Empty phrases

Last spring, I wrote a couple of blog posts on useless words. One was on phrases that mean nothing in which I referenced a list of 10 Annoying Phrases That Serve No Purpose. The other was on verbal pauses, you know, words like, “you know” and “like.” Based on comments I received, I learned that some people have emotional or habitual attachments to certain phrases or verbal patterns and don’t share my opinion that, while some expressions may be clever upon their arrival on the language scene, it eventually becomes time to move on from them.

At the risk stepping out on another flimsy limb, I’d like to add two more to the list.
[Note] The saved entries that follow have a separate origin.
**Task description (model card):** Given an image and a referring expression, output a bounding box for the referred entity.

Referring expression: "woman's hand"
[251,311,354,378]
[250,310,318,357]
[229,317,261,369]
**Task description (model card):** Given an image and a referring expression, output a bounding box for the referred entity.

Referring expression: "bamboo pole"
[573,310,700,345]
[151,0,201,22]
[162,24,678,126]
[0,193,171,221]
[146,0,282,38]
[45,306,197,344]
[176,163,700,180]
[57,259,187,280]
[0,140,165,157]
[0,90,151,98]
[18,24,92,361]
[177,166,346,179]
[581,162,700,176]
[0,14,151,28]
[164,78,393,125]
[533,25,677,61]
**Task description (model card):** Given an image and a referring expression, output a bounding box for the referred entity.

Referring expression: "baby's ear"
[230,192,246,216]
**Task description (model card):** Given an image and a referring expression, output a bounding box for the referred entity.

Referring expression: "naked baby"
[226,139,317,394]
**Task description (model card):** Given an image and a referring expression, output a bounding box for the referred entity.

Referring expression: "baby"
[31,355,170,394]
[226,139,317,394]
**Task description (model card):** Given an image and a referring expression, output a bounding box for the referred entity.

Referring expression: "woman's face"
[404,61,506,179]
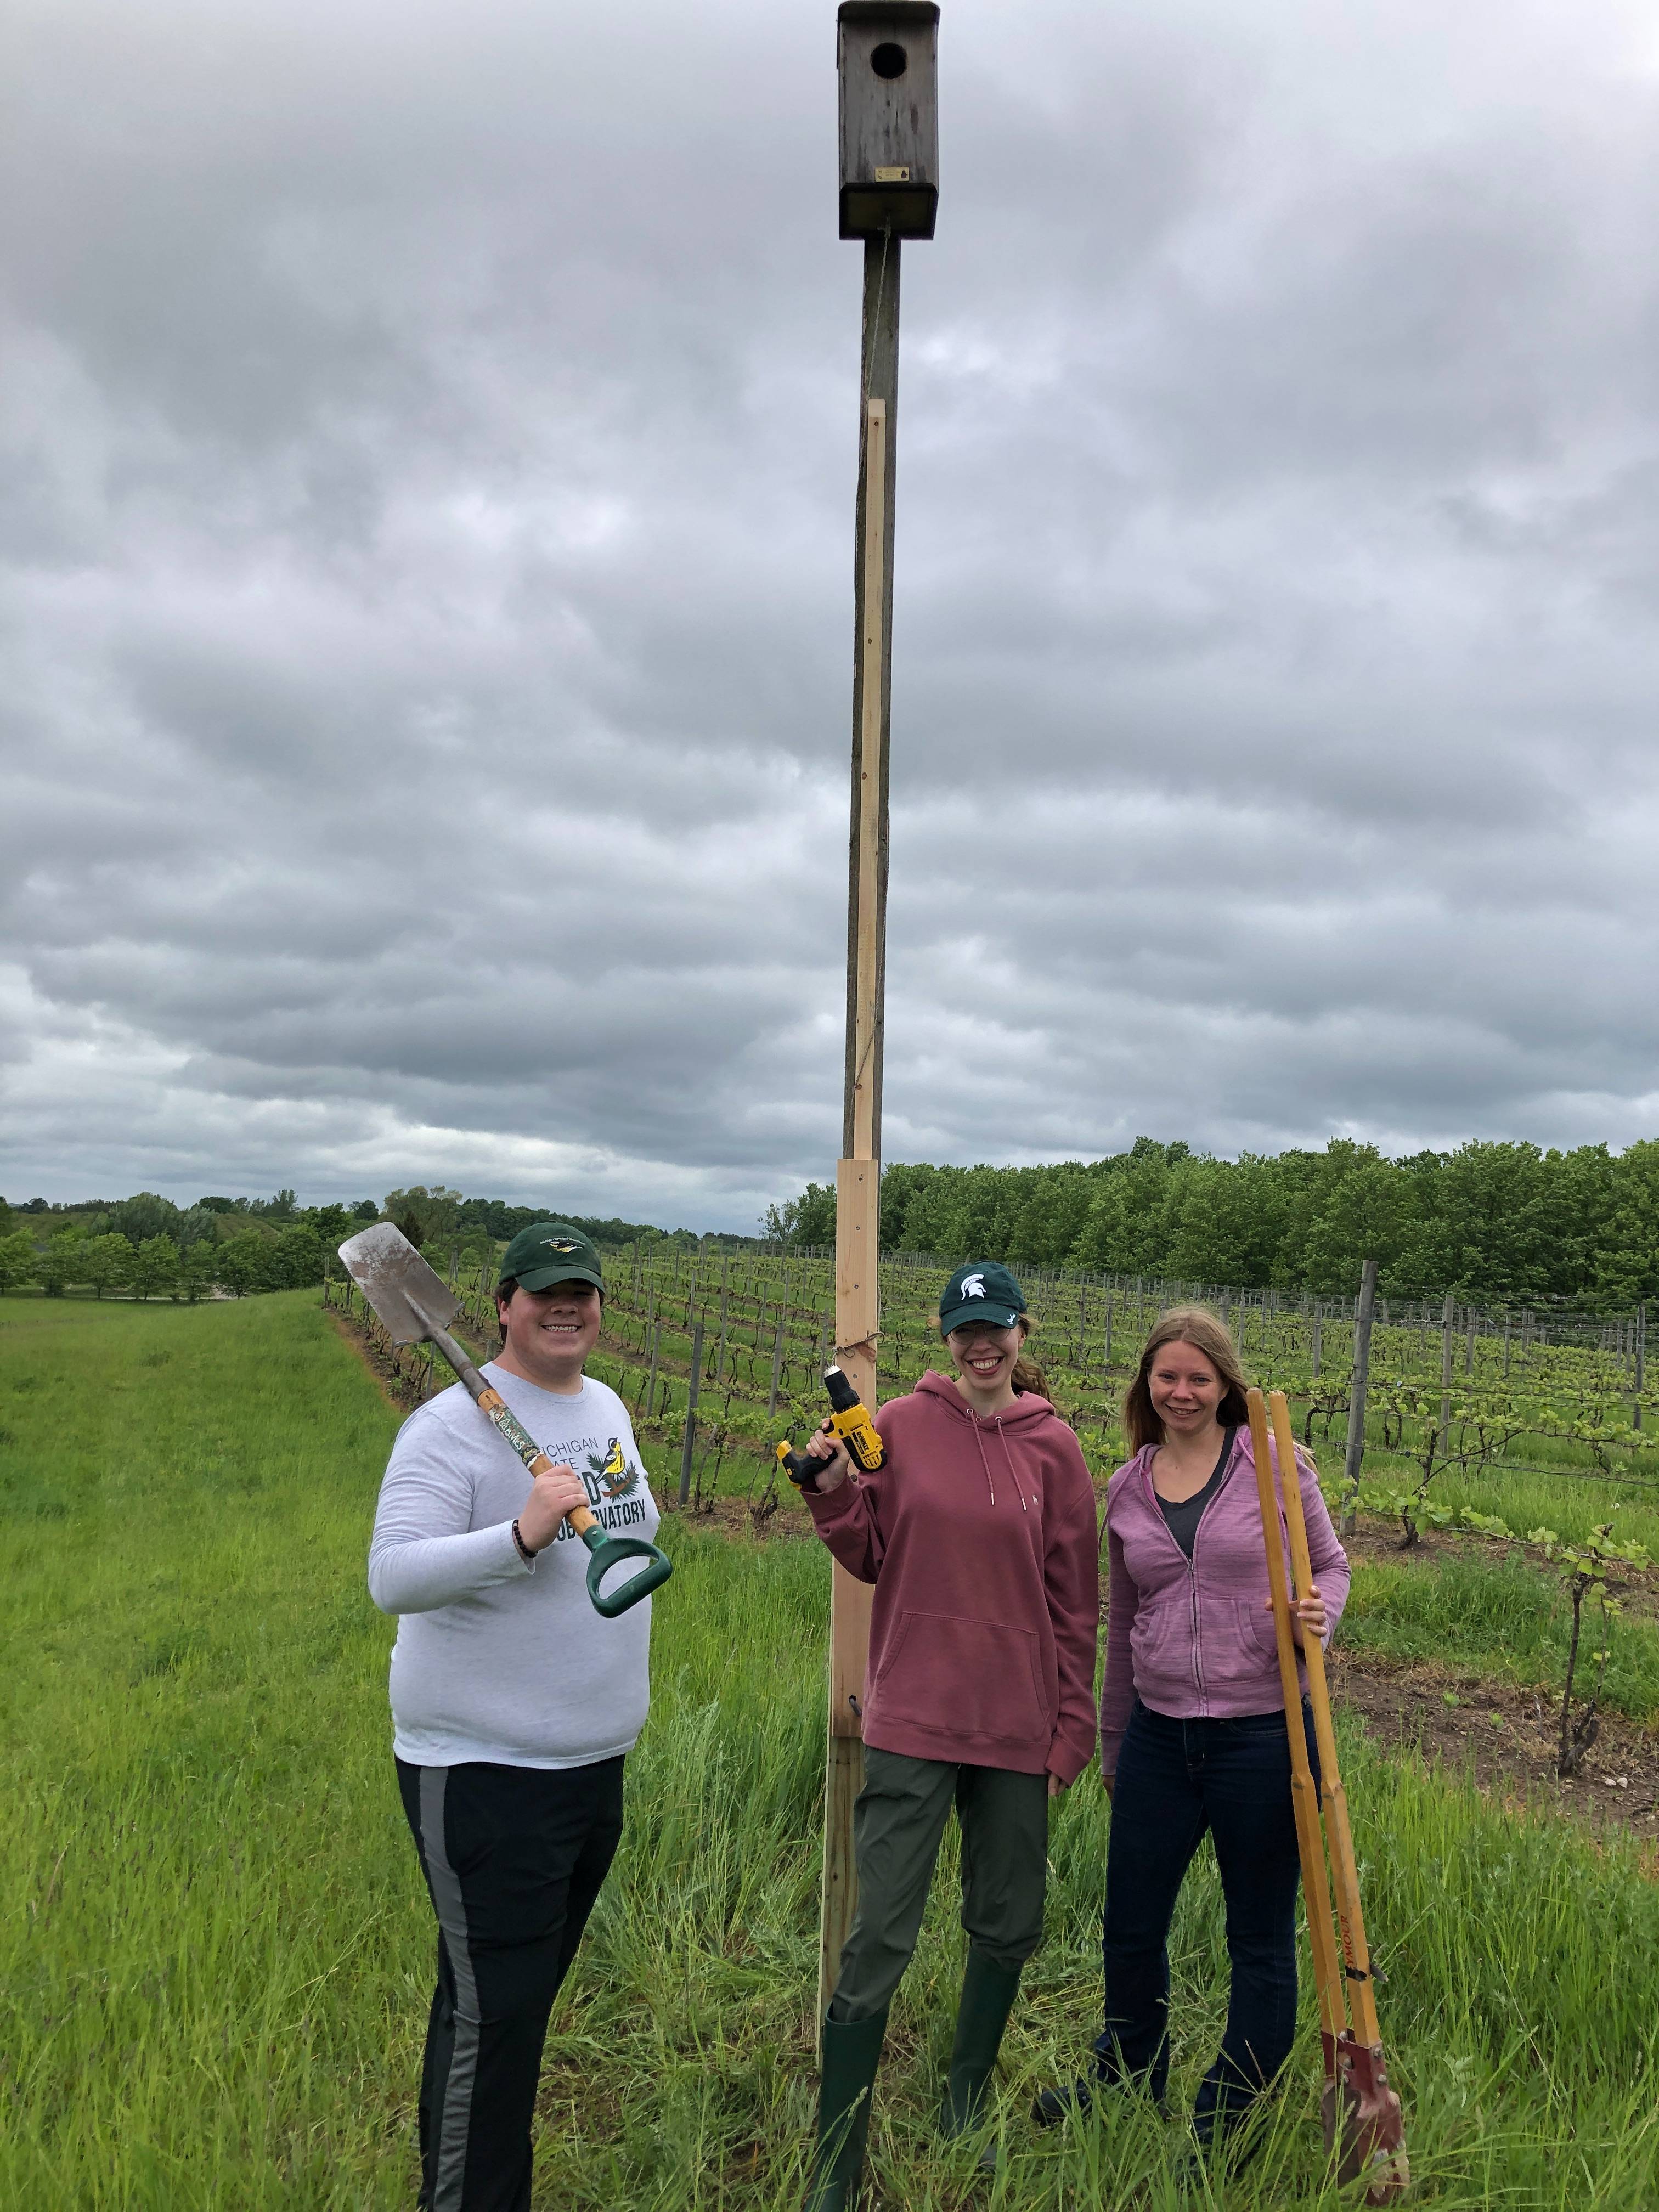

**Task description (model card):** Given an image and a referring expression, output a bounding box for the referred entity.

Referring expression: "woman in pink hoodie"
[796,1260,1099,2210]
[1036,1305,1348,2165]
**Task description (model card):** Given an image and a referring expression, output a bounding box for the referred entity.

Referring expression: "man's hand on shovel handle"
[1265,1583,1328,1646]
[801,1420,851,1493]
[516,1463,591,1553]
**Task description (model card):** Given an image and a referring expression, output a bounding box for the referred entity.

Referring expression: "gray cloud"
[5,0,1659,1224]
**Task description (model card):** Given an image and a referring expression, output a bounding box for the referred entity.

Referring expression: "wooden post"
[1438,1292,1455,1452]
[818,229,901,2022]
[1340,1257,1378,1537]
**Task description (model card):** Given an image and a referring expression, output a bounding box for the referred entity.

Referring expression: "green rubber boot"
[940,1950,1025,2139]
[805,2007,888,2212]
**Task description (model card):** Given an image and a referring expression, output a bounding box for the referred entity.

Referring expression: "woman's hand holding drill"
[802,1419,851,1492]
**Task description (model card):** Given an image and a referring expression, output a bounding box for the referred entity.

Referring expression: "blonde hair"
[1122,1305,1250,1452]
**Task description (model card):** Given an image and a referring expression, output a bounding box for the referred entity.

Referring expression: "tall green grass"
[1342,1550,1659,1719]
[3,1294,1658,2206]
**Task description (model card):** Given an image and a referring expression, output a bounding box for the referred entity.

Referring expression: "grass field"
[5,1292,1659,2207]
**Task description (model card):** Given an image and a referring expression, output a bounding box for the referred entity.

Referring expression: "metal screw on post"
[1340,1259,1378,1538]
[679,1314,705,1507]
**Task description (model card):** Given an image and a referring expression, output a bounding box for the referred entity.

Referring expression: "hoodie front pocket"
[873,1612,1048,1744]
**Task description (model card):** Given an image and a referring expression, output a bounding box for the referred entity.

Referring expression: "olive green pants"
[828,1747,1049,2024]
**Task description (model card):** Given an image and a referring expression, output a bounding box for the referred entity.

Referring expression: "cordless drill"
[776,1365,885,1486]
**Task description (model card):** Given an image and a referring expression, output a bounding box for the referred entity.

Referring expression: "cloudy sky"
[6,0,1659,1229]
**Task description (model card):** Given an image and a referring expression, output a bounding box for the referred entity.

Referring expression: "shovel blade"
[1330,2034,1409,2202]
[337,1223,462,1345]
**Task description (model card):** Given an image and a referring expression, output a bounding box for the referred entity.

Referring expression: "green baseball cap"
[499,1222,605,1294]
[939,1260,1026,1336]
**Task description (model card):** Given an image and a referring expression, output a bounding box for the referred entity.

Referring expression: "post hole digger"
[340,1222,672,1618]
[1248,1386,1408,2202]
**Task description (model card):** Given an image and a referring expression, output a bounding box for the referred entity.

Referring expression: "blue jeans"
[1096,1699,1320,2143]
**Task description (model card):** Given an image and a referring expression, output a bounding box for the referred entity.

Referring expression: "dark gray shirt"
[1157,1428,1237,1561]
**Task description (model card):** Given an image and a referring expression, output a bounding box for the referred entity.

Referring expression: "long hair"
[1011,1320,1048,1400]
[1121,1305,1250,1452]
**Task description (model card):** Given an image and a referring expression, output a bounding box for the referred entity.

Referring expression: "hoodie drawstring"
[994,1417,1029,1513]
[971,1419,997,1507]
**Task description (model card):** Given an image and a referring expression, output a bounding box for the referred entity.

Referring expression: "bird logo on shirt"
[589,1437,640,1499]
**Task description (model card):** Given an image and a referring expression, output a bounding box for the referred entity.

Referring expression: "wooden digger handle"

The first happens to occupy second place on the list of 10 Annoying Phrases That Serve No Purpose: “at the end of the day.”

I first took notice of “at the end of the day” in 1991. I was working with a Harvard-educated consultant who used it in just the perfect context:  when all is said and done, when everything else has been taken into consideration. I noted how descriptive—and original—it sounded. I may have even picked it up and used it a few times. Not too long after that, I heard about an industry executive from the Gulf Coast region who, when testifying on Capitol Hill, used the phrase to sum up his testimony. He had the creativity to follow it up with something even more descriptive:  “At the end of the day, when the gumbo boils down . . .”

Almost 20 years later, I believe “at the end of the day” has become stale and overused. It has lost its punch. Unless, of course, it is followed by a clever colloquialism.

The second phrase, while innocuous enough, has come to be spoken without thought. Still, it precedes a great preponderance of sentences these days. “You know what?” Pay attention and you will really begin to notice. Again, there’s technically nothing wrong with it, but it is way overused. “You know what? I am going to have eggs over easy.”

These two sayings hit me in the face yesterday morning as I watched former JetBlue flight attendant Steven Slater being interviewed on the major morning news programs—NBC’s Today, ABC’s Good Morning America and CBS’ The Early Show

As a refresher, Slater was the airline employee who had a colossal meltdown on a flight from Pittsburgh to New York, cursed out a plane full of passengers over the intercom and, when the plane landed at JFK, grabbed two beers, popped open the emergency exit door and slid down the escape ramp. He parted ways with JetBlue and pled guilty to two criminal charges.

In three network interviews, he told his side of the story, using “at the end of the day” and “you know what?” collectively at least 10 times. My favorite, though, was on GMA, when he was asked how his notoriety has affected him. He said, “At the end of the day, I still put my pants on one leg at a time.”

Don’t people usually take their pants off at the end of the day? Maybe he was referring to his PJs, in which he probably spends a lot of time these days.

6 Comments

Filed under All Things Wordish, Movies, Television and Radio, News, Travel

6 responses to “Empty phrases

  1. Emily

    You know what? It amazed me how he was handled with kid gloves. Particularly when he said, “I might have had a little nip before the flight.” He now says the passenger may have accidentally hit him.

    At the end of the day, he was a flight attendant, his main job is passenger safety, he was drinking on the job and by deploying the chute he endangered other people on the ground.

    Having said that (third annoying phrase lead in) I see the breakdown of civility and common courtesy on every flight these days and it certainly isn’t limited to the passengers. But if I had to tell the guy in 10 D to turn off his phone for the fourth time, I’d probably be drinking on the job too.

  2. William Greene

    Back in the day, Hey, I got it, if you know what I mean.

  3. In the business world everyone is anxious to “take things to the next level”. No one, it seems, is content to be on their current level. Guess we’ll all meet our competitors at that next level, wherever that may be!

  4. So would people be up for a discussion of office buzzwords? It’s something I’ve been contemplating. I’ll just say this – I am drawing the line at paradigms.

  5. Emily Basca

    would those be shifting paradigms or aligning? Both bug me!